Droite et extrême- droite hors exécutif
Jeudi 10 avril, Michel Liebgott a été élu à la présidence de l'agglo avec 33 voix sur 51. « Il n'y a aucun candidat de droite dans l'exécutif, nous nous rassemblons autour des valeurs de gauche », assume Michel Liebgott. L'agglomération du Val de Fensch (10 communes, environ 70 000 habitants) compte 51 conseillers communautaires : 19 PS et apparentés, 10 PCF, 4 divers gauche,11 divers droite et 7 FN. Le bureau exécutif compte 11 vice-présidents, tous élus avec 33 voix (les voix de gauche moins celles de droite et extrême droite). « Nous sommes passés de 15 à 11 vice-présidents, ce qui permet une économie de 300 000€ sur six ans », calcule Michel Liebgott. La rémunération des élus ne change pas, si ce n'est la répartition de celle du président de l'assemblée : avec la règle sur l'écrêtement liée au cumul des mandats, l'indemnité de Michel Liebgott sera payée pour moitié par la ville de Fameck et pour l'autre moitié par l'agglomération.
Les 11 vice-présidents : Patrick Peron, Carla Lambour, Philippe Tarillon, Sylvia Waldung, Serge Jurczak, Fabrice Cerbai, Moreno Brizzi, Clément Arnould, Jean-François Medves, Lucie Kocevar, Jean-Pierre Cerbai.
Plutôt Premier ministre que Président
« Pour la première fois, les conseillers communautaires ont été élus au suffrage universel direct : nous avons une vraie légitimité », estime l'intéressé. « D'où la nécessité d'une nouvelle gouvernance, qui ne peut pas s'apprécier uniquement selon des critères techniques mais surtout politiques. » Michel Liebgott se distingue là clairement de Philippe Tarillon, dont il reconnaît et déplore à la fois l'approche très technique, limite technocratique. Une approche assumée par l'ancien président de l'agglo, tout comme l'approche « consensuelle » qu'il revendique et qu'il distingue du « consensus mou ».

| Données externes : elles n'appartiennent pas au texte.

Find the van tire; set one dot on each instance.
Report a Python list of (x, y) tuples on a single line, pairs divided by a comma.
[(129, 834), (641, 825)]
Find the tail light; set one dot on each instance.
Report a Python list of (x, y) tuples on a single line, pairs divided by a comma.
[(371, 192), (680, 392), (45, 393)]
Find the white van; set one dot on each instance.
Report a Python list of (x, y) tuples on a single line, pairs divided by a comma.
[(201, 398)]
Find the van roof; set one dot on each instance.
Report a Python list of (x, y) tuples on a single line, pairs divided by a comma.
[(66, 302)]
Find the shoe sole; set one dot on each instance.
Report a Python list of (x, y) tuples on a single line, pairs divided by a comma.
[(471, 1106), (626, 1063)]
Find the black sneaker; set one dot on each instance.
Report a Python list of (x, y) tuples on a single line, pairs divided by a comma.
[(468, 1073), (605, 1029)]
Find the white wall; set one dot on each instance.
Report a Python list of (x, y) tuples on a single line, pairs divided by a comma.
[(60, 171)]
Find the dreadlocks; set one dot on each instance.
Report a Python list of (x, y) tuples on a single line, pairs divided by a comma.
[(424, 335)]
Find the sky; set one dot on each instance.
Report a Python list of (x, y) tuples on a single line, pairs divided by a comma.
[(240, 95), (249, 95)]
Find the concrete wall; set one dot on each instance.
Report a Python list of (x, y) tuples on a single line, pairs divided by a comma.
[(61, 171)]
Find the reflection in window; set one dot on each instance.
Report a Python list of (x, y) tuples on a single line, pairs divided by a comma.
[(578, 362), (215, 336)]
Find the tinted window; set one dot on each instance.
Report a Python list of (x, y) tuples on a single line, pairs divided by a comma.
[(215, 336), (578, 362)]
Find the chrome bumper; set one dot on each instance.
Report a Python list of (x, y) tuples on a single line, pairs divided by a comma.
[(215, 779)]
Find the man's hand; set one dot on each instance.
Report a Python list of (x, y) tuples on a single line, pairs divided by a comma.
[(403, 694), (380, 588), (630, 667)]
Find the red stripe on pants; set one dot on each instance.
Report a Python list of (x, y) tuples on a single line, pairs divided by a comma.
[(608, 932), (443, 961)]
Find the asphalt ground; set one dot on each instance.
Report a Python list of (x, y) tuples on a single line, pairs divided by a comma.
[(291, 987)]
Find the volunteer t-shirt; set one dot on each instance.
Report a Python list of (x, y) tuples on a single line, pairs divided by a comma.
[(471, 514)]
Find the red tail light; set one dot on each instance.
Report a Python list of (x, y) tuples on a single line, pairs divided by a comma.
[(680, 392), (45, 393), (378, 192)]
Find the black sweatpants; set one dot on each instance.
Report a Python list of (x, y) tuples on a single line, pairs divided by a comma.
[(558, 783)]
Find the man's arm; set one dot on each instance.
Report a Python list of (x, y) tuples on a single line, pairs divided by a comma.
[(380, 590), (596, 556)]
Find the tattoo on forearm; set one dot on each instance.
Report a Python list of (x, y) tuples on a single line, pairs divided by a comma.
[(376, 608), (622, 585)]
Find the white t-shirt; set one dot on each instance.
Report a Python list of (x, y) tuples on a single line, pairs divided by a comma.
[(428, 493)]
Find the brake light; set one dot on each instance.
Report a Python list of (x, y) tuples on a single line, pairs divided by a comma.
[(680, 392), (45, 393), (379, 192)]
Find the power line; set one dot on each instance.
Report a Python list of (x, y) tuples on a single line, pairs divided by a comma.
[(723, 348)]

Dans la forme, Michel Liebgott prévoit d'aller à la rencontre de la population, organisant une réunion dans chaque commune une fois par an. « Pour présenter le personnel et les compétences de l'agglomération. Pour nous faire engueuler, mais pour expliquer surtout. » Autre distinction à peine cachée de la précédente présidence : « Je ne veux pas que nous soyons victimes de la pression médiatique », prévient-il en critiquant en creux ceux qui auraient alimenté l'agitation médiatique autour du conflit ArcelorMittal, oubliant encore une fois que ladite agitation avait été attisée en période d'élection présidentielle par ceux qui voulaient l'alternance. « Je serai le primus inter pares », le premier parmi les pairs, sans pouvoir supplémentaire. « Plutôt un Premier ministre qu'un Président », explique Michel Liebgott. Son gouvernement ? « Composite, à l'image de la société. » Sur les missions de l'agglo, un recentrage sur le service rendu à la population, « pas que ce n'était pas le cas, mais avec le contexte de plus en plus difficile », dit-il avant de rappeler quelques chiffres : 45 millions d'euros, c'est le budget de fonctionnement de l'agglo, dont 20 millions sont reversés sous forme de dotations de compensation et de solidarité aux communes. 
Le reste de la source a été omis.